# Lab 1: Building Embeddings

In this lab, we will look at the process of constructing word embeddings from an unlabelled corpus of texts. We'll use the `NLTK` (Natural Language Toolkit) library to preprocess the text data and build embeddings using the `Word2Vec` approach.

Before we begin, we need to install the `nltk` library. You can do this by running the following command:

In [None]:
!pip install -q -U nltk seaborn

## Step 1: Loading and pre-processing the data

Building word embeddings begins with a (ideally large) corpus of real text data. The aim for this dataset is to be representative of the type of text data that the embeddings will be used on. If you're building embeddings for a specific domain, it's a good idea to use text data from that domain so that there are plenty of examples for niche or domain-specific words.

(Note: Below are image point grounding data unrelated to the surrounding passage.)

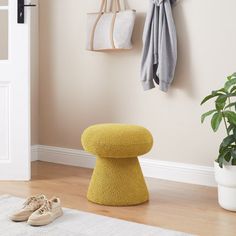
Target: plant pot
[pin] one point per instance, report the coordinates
(226, 180)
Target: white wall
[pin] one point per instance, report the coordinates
(34, 74)
(79, 88)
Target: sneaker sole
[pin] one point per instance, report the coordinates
(42, 223)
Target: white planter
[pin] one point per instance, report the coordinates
(226, 180)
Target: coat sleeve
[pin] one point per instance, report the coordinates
(147, 53)
(167, 47)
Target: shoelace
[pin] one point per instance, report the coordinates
(29, 201)
(32, 202)
(47, 206)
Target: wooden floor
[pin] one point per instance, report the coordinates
(188, 208)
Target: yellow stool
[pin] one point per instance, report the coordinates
(117, 178)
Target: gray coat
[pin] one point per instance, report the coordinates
(159, 54)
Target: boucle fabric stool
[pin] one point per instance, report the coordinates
(117, 179)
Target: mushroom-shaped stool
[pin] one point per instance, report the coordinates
(117, 179)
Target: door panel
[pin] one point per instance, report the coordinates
(14, 93)
(4, 121)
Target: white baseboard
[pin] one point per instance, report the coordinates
(173, 171)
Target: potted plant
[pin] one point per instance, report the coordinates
(225, 165)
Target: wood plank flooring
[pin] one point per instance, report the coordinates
(184, 207)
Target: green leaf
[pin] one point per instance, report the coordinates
(219, 91)
(234, 161)
(230, 105)
(233, 153)
(231, 127)
(216, 120)
(233, 75)
(209, 97)
(230, 83)
(231, 116)
(220, 102)
(220, 160)
(233, 89)
(234, 133)
(207, 114)
(227, 156)
(227, 141)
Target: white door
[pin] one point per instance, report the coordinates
(14, 93)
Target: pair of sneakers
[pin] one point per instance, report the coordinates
(38, 211)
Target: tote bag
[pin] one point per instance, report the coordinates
(110, 29)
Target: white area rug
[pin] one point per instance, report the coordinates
(74, 223)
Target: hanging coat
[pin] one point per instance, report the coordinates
(159, 54)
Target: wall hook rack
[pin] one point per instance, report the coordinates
(21, 11)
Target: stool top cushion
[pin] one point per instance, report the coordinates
(117, 140)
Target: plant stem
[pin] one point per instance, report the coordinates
(225, 124)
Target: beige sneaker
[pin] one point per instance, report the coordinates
(32, 204)
(50, 211)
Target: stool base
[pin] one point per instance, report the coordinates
(117, 182)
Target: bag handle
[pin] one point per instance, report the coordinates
(103, 6)
(117, 5)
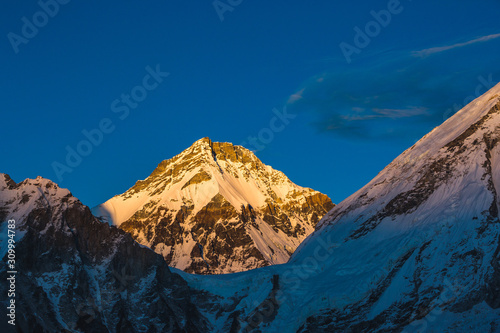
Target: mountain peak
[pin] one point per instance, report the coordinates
(217, 193)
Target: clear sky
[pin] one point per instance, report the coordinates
(330, 91)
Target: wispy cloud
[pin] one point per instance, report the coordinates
(427, 52)
(295, 97)
(394, 96)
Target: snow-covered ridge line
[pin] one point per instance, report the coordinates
(216, 208)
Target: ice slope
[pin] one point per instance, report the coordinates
(416, 249)
(216, 208)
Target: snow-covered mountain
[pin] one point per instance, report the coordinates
(77, 274)
(216, 208)
(415, 250)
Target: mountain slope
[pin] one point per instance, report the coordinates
(216, 208)
(76, 274)
(422, 236)
(415, 250)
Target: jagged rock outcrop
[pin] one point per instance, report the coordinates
(77, 274)
(216, 208)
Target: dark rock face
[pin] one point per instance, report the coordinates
(80, 275)
(439, 202)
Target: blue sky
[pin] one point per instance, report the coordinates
(233, 67)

We will use the Reuters corpus from `nltk`, which is a collection of news articles. Let's go ahead and load the data to see some examples:

In [None]:
import nltk

nltk.download('reuters')
nltk.download('punkt')
nltk.download('punkt_tab')

In [None]:
from nltk.corpus import reuters

# Display the first few documents in the corpus
for file_id in reuters.fileids()[:5]:
    print(file_id, reuters.raw(file_id)[:200], '...')

In [None]:
# Display the number of documents in the corpus
len(reuters.fileids())

The key principle that word embeddings are built on is that the meaning of a word can be inferred from the context in which it appears. This is the basis of the `Word2Vec` algorithm, which learns to predict a word given its context (or vice versa) by training a neural network on a large corpus of text.

To prepare the data for training the `Word2Vec` model, we need to perform the following steps:

1. Tokenize the text: Split the text into individual words (or tokens).
2. Remove punctuation and special characters.
3. Convert all words to lowercase.

This way, we can ensure that the model learns to treat words like "hello", "Hello", and "HELLO" as the same word.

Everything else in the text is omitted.